Cyclisme sur piste: «Thomas Boudat est un surdoué», selon Quentin Lafargue

Propos recueillis par Marc Nouaux

— 

Quentin Lafargue lors des championnats de France au vélodrome de Bordeaux-Lac en juin 2012.
Quentin Lafargue lors des championnats de France au vélodrome de Bordeaux-Lac en juin 2012. — S. ORTOLA / 20 MINUTES

Quentin Lafargue (23 ans), triple médaillé d’or mondial en junior, et régulièrement sur les podiums nationaux et européens depuis quelques années, n’a pas été retenu pour disputer les Championnats du Monde cette année. Mais consultant pour France Télévisions, il a suivi de près toutes les épreuves et notamment l’Omnium, remporté par Thomas Boudat (20 ans). Elevé dans le même club que le récent champion du Monde, le VC Langon en Gironde, Quentin Lafargue évoque son jeune coéquipier.

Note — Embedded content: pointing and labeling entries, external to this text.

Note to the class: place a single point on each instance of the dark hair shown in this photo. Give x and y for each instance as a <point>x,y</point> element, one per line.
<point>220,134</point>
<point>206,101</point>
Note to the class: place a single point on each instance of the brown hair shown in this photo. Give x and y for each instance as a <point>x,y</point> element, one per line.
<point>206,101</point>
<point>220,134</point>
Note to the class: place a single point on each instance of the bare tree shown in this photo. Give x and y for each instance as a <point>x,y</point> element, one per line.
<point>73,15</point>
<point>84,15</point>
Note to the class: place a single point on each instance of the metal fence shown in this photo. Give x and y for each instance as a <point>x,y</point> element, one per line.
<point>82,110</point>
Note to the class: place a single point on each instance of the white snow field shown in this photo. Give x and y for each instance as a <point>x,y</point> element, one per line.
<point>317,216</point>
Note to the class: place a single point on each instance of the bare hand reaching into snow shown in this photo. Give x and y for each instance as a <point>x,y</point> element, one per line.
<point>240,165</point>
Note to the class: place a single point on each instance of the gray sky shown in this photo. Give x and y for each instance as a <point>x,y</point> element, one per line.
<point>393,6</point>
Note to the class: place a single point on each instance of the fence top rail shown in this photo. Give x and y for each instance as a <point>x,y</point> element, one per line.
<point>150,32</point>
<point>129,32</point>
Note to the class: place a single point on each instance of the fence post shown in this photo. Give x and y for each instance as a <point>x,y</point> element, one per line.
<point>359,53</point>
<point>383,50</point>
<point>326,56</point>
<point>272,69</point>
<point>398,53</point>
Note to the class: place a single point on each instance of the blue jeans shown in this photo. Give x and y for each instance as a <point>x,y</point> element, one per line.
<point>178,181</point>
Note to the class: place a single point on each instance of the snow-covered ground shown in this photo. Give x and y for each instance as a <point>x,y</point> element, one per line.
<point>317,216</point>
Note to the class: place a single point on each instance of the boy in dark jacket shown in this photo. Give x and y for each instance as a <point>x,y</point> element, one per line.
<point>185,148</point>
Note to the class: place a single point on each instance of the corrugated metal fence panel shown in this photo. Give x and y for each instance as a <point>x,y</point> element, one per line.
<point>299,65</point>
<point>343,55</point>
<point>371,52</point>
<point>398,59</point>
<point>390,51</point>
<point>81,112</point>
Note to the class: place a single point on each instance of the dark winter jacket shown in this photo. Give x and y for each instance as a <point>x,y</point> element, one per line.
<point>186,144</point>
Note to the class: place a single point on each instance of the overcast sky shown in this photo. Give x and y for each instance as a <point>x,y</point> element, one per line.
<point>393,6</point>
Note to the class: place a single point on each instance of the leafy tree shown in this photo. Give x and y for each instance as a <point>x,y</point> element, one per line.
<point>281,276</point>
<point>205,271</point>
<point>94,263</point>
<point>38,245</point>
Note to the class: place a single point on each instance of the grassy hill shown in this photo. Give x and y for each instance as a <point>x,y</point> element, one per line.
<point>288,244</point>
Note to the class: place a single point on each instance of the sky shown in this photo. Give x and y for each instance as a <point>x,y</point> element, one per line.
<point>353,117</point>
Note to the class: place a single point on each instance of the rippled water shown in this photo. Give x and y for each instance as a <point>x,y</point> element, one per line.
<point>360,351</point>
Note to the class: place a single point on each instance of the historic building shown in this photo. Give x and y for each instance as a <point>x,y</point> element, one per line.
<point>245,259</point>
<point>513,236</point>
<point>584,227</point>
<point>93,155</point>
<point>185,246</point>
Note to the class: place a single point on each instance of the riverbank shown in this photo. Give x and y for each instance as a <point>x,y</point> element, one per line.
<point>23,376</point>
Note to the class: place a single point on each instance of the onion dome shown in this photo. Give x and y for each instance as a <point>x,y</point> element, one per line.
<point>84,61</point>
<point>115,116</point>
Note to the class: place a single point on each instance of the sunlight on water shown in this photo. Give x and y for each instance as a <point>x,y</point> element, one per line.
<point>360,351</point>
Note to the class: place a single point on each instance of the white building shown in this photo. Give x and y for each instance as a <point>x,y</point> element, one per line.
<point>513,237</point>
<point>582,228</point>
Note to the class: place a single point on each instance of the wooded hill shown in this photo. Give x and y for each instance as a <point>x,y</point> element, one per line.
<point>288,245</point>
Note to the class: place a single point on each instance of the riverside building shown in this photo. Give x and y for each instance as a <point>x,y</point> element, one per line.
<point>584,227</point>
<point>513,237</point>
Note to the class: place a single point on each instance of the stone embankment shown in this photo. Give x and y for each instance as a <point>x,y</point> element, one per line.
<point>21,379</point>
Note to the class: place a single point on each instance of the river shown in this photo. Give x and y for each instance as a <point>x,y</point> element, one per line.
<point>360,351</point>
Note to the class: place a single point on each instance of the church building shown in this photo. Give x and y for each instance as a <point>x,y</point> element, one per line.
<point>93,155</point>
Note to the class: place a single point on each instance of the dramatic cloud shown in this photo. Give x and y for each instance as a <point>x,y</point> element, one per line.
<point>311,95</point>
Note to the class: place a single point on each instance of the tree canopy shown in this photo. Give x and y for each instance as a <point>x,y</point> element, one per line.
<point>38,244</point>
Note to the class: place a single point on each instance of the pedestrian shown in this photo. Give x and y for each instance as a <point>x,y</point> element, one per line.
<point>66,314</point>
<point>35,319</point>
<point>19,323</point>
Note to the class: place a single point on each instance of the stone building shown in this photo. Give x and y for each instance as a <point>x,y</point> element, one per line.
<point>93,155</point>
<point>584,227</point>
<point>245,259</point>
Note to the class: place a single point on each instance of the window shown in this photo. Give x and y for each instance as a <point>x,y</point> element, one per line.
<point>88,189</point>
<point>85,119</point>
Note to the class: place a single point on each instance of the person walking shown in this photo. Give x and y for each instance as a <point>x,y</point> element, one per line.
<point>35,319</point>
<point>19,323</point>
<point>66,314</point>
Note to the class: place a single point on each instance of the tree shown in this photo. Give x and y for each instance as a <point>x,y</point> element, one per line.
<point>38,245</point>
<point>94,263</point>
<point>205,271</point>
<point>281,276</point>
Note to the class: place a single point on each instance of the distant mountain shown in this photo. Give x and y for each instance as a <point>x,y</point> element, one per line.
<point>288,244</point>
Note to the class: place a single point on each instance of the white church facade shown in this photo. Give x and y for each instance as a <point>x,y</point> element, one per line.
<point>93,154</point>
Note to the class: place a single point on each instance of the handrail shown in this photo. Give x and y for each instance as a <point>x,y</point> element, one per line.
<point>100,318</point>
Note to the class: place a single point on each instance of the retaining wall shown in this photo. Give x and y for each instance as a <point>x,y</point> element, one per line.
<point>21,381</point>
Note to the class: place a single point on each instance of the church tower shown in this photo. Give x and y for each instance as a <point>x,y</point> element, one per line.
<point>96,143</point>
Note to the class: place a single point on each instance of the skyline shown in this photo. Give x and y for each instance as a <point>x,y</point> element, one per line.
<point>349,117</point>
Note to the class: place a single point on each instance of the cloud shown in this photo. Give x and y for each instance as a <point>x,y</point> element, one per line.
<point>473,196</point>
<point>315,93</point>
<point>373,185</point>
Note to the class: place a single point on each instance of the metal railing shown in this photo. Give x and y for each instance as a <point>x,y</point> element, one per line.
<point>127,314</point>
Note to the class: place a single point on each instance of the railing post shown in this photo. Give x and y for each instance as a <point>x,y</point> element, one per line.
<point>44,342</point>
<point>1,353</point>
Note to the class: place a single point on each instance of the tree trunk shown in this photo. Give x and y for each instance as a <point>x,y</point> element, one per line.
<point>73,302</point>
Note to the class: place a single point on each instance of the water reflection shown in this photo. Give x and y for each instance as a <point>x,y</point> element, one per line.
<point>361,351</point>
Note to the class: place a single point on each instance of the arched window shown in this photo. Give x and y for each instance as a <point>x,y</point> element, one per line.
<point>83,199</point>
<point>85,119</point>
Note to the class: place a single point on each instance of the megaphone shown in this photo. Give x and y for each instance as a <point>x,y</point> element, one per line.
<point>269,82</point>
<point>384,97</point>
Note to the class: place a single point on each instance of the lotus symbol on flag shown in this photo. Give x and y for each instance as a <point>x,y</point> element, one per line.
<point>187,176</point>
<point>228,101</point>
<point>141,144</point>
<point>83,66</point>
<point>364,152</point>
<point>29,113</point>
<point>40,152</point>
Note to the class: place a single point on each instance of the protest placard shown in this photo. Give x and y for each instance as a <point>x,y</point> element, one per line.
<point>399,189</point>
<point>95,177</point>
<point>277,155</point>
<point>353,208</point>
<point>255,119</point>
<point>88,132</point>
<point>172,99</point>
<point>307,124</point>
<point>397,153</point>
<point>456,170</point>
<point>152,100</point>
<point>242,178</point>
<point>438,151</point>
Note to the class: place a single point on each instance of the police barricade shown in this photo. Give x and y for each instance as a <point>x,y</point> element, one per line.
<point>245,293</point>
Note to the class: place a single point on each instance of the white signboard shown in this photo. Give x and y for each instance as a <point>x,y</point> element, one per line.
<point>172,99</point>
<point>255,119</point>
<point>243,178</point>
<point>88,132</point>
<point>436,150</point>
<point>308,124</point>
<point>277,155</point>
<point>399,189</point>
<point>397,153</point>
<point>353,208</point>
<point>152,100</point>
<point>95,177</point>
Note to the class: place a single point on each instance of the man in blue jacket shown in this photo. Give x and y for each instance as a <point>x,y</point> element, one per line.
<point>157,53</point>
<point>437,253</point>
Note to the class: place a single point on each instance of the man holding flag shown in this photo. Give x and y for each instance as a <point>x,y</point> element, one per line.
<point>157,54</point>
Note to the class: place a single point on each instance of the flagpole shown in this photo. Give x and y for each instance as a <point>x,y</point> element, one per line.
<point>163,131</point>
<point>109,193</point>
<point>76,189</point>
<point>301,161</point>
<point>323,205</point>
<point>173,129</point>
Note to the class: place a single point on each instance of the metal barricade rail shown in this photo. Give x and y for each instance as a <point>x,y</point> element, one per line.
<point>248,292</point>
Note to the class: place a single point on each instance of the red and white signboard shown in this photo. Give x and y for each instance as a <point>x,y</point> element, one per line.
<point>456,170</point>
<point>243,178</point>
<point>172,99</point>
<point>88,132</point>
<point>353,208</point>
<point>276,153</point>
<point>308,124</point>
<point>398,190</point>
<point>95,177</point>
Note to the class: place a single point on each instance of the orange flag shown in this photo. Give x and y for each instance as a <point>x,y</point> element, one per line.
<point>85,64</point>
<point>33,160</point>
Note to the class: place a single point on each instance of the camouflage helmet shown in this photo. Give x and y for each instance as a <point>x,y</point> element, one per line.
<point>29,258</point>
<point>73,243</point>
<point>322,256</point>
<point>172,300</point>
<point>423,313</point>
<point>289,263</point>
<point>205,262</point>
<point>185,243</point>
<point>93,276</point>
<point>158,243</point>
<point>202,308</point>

Thomas Boudat est dans la continuité de l’année dernière quand il avait été champion de France de l’Omnium à 19 ans…

Il faut bien différencier le niveau français de l’omnium car il n’est pas du tout bon. Il n’y a pas vraiment de spécialistes mis à part Thomas et Bryan Coquard. Il a vraiment commencé à se montrer lorsqu’il est monté sur un podium en Coupe du Monde, et c’était il n’y a pas longtemps, quand il a terminé troisième à Guadalajara, au Mexique, lors de la dernière manche avant les Mondiaux. Et encore, ce jour-là, il n’y avait même pas le gratin de l’omnium. J’ai été le premier surpris de le voir enchaîner des performances de ce niveau. Ce qui le pénalisait généralement, c’était l’épreuve de poursuite, mais là, il a fait septième. Il n’a pas flanché sur le reste. A 20 ans, il ne doute pas, il est très solide.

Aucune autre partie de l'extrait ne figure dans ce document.